Hopes for a Santa Claus rally dwindling amid nasty turn in market sentiment



After another rough start to the week for the S&PTSX Composite Index, grizzled investors have been left with a case of holiday deja-vu: Much like their eight-year-old selves, they’re finding it more and more difficult to believe in Santa Claus.

Over the last 15 years, Canadian investors have often seen their year-end returns increased by the fabled Santa Claus rally — a hoped-for boost to equities markets that typically arrives in the final two weeks of December. Between Dec. 17 and the end of the year, the TSX has seen average rallies of 1.7 per cent, with the largest one — 3.6 per cent — occurring in 2011. Although they’ve quieted in the last three years, the last time investors did not receive some year-end kick was in 2002.

“I think (investors) are hoping and praying for it, but they’re not believing in it,” BMO Capital Markets chief investment strategist Brian Belski said. “The climate of the last two weeks has changed dramatically. The negative sentiment we’re seeing is approaching 2008 levels.”

In the first two weeks of December alone, the TSX had dropped more than four per cent as of Tuesday close. On Monday, it fell more than 200 points, before rebounding 50 points on Tuesday. Year-to-date, it has seen losses of 11 per cent.

Just to break even on the year, investors would need a Santa Claus rally greater than the last seven combined. Such a rally would be “historic,” Belski said, and virtually impossible without China and the U.S. reaching a surprise trade deal.

American investors have reason to be even more pessimistic: Santa has failed to show up in seven of the past 15 years for Dow Jones Industrial Average index investors. While the Dow has fallen less than the TSX this year — nearly five per cent — its December performance is the worst on record since the Great Depression, according to CNBC.

The Santa Claus rally has never been a given, Picton Mahoney Asset Management portfolio manager Michael White said. And yet its relative consistency over the last 15 years has left  Canadian investors accustomed to receiving a year-end bump. Each day that passes without it is only leading to more anxiety among already jittered investors who have convinced themselves a recession is on its way.
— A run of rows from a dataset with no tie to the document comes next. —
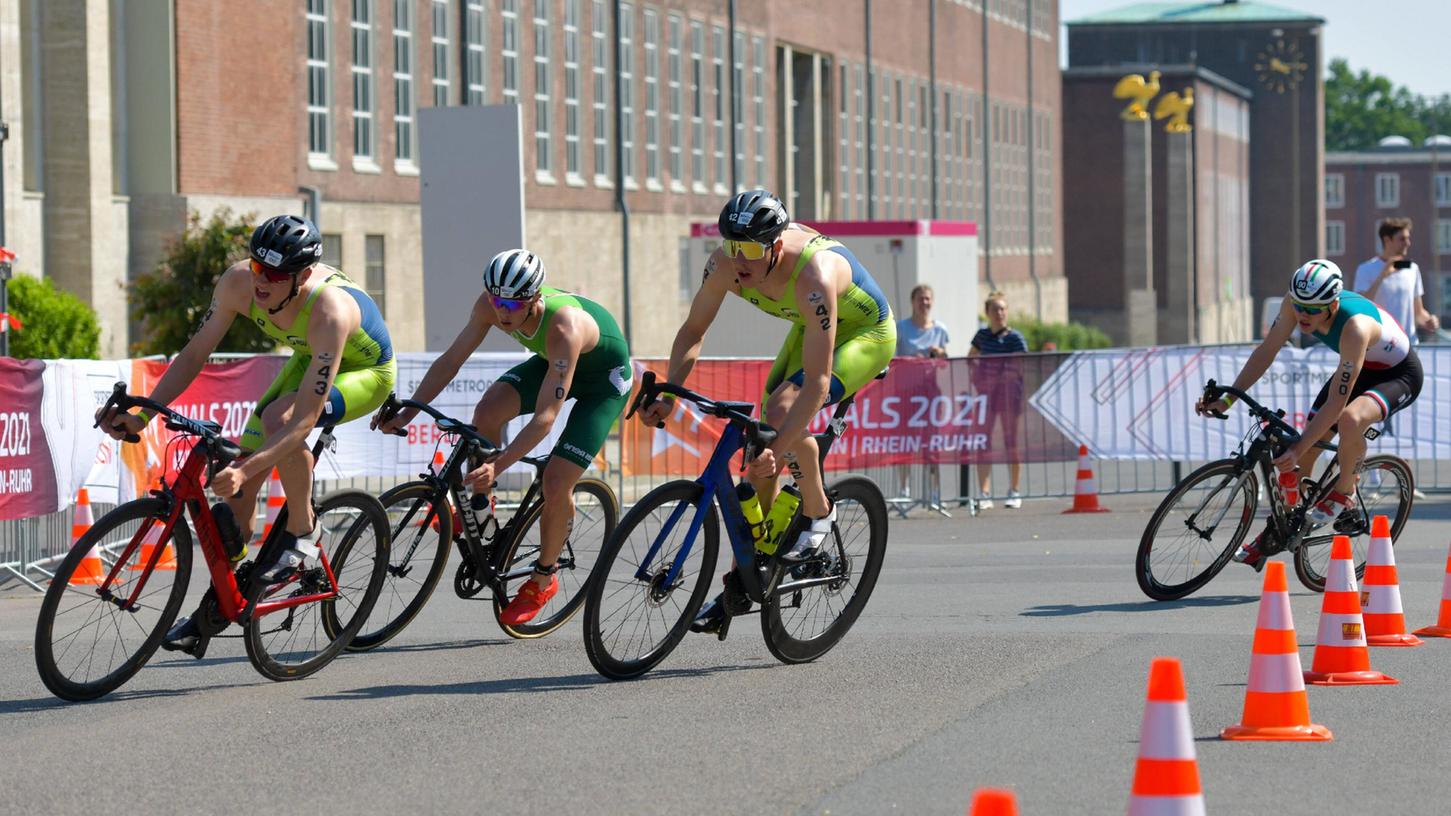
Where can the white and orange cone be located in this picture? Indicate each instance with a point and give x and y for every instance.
(1276, 703)
(1165, 778)
(1086, 490)
(1380, 593)
(1341, 657)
“Hope is not an investment strategy,” said White, who adds he doesn’t bake in an end-of-year rally into his portfolio projections.

In fact, he says he is confused by those who do anticipate such a rally, which he says is “nothing more than a series of interesting statistics.”
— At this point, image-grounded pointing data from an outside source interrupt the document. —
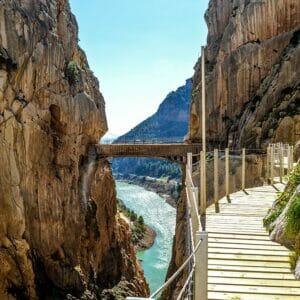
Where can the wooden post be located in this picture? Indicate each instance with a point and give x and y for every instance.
(281, 162)
(288, 160)
(272, 156)
(201, 267)
(203, 185)
(216, 179)
(203, 165)
(227, 172)
(268, 164)
(291, 158)
(243, 168)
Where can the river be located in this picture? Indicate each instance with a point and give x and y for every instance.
(162, 218)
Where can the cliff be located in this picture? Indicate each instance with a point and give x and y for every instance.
(59, 234)
(252, 89)
(252, 73)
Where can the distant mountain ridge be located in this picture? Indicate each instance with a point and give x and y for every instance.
(170, 120)
(169, 123)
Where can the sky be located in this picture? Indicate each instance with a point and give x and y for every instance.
(140, 50)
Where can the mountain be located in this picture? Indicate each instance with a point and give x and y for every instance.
(168, 124)
(60, 236)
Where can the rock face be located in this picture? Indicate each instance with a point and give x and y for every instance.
(59, 235)
(252, 89)
(252, 73)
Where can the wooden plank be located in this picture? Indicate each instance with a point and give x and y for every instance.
(239, 235)
(255, 263)
(273, 247)
(255, 282)
(248, 257)
(237, 232)
(243, 242)
(247, 274)
(241, 296)
(254, 289)
(263, 252)
(248, 268)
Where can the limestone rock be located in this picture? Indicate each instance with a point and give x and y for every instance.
(59, 234)
(252, 68)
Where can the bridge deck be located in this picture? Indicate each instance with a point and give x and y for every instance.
(147, 150)
(242, 261)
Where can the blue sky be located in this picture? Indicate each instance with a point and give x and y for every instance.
(140, 50)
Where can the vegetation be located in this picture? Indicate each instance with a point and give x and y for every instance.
(283, 199)
(168, 124)
(137, 225)
(147, 167)
(293, 216)
(72, 72)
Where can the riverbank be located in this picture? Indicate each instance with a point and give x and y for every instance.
(162, 218)
(143, 236)
(167, 189)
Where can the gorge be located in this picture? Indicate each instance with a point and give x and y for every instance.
(60, 234)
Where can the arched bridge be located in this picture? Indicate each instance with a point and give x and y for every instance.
(174, 152)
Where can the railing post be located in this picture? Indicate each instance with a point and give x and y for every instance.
(243, 168)
(281, 166)
(203, 185)
(268, 164)
(272, 156)
(201, 267)
(216, 179)
(227, 172)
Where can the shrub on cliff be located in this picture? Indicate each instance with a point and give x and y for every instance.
(283, 199)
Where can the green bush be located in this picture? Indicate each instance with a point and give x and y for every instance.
(283, 199)
(293, 257)
(72, 72)
(293, 217)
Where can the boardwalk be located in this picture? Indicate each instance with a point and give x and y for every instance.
(242, 261)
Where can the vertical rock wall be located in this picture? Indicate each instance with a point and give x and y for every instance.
(252, 92)
(252, 73)
(59, 233)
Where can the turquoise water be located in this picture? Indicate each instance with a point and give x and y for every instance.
(161, 217)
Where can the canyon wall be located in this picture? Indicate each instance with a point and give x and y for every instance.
(252, 91)
(252, 74)
(59, 234)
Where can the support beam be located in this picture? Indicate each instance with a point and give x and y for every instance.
(216, 179)
(281, 162)
(201, 267)
(227, 192)
(203, 184)
(272, 157)
(203, 165)
(243, 168)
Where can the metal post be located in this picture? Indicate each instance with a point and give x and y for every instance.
(203, 166)
(268, 164)
(272, 165)
(243, 168)
(281, 166)
(203, 185)
(216, 179)
(201, 267)
(227, 172)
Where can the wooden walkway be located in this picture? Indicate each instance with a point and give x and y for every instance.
(242, 261)
(173, 152)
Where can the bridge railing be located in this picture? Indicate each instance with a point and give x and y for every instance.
(165, 140)
(229, 171)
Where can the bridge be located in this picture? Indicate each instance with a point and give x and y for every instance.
(230, 255)
(173, 152)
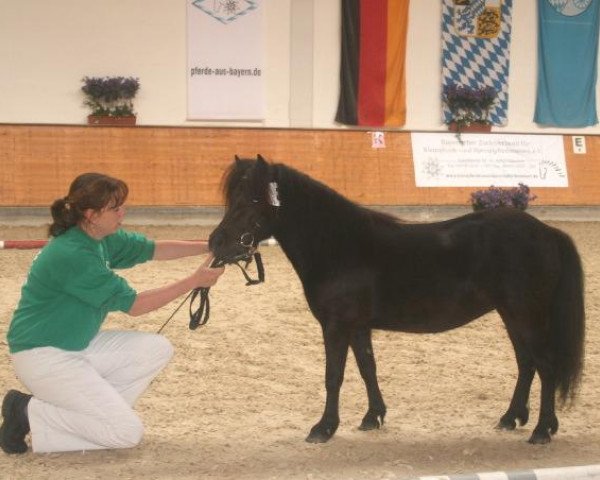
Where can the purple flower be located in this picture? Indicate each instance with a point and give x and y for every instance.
(494, 197)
Hope is not an investment strategy

Picton Mahoney Asset Management portfolio manager Michael White

Indeed, the rally is an enigma for investors and perhaps that’s part of its appeal. Asking three different investors why it happens results in three different answers.

White argued the rally is attached to a period of the year where investors are selling poorly performing stocks so they can realize taxable losses to offset their realized gains at year-end. It’s these stocks that often become associated with the rally, White said, because they present an intriguing buying opportunity when they’ve been all but abandoned.

Belski sees the rally as a result of what he calls a yearly move by portfolio managers to buy the best-performing stocks simply so they can show shareholders that they didn’t miss out on them. “It’s like a self-fulfilling prophecy,” he said.

It’s all psychological as far as Allan Small, senior investment advisor at Allan Small Financial Group — HollisWealth, is concerned. Investors, like many people, tend to feel upbeat during the holiday season. That holiday cheer, Small said, leads to them spending money, not just for parties and gifts, but in the market. As a result, he’s still predicting the TSX will close the year higher than it is now.

“The market is, how can I put it in a nice way, stupidly cheap,” he said, suggesting a rally could drive positive momentum heading into 2019.

It may not be enough to offset their losses, but Belski thinks investors will find at least something nice under the tree this year.

“Santa is hiding in his sleigh right now, trying to dodge the bullets as well,” Belski said. “We’re overdue for a positive surprise and I think Santa could bring it.”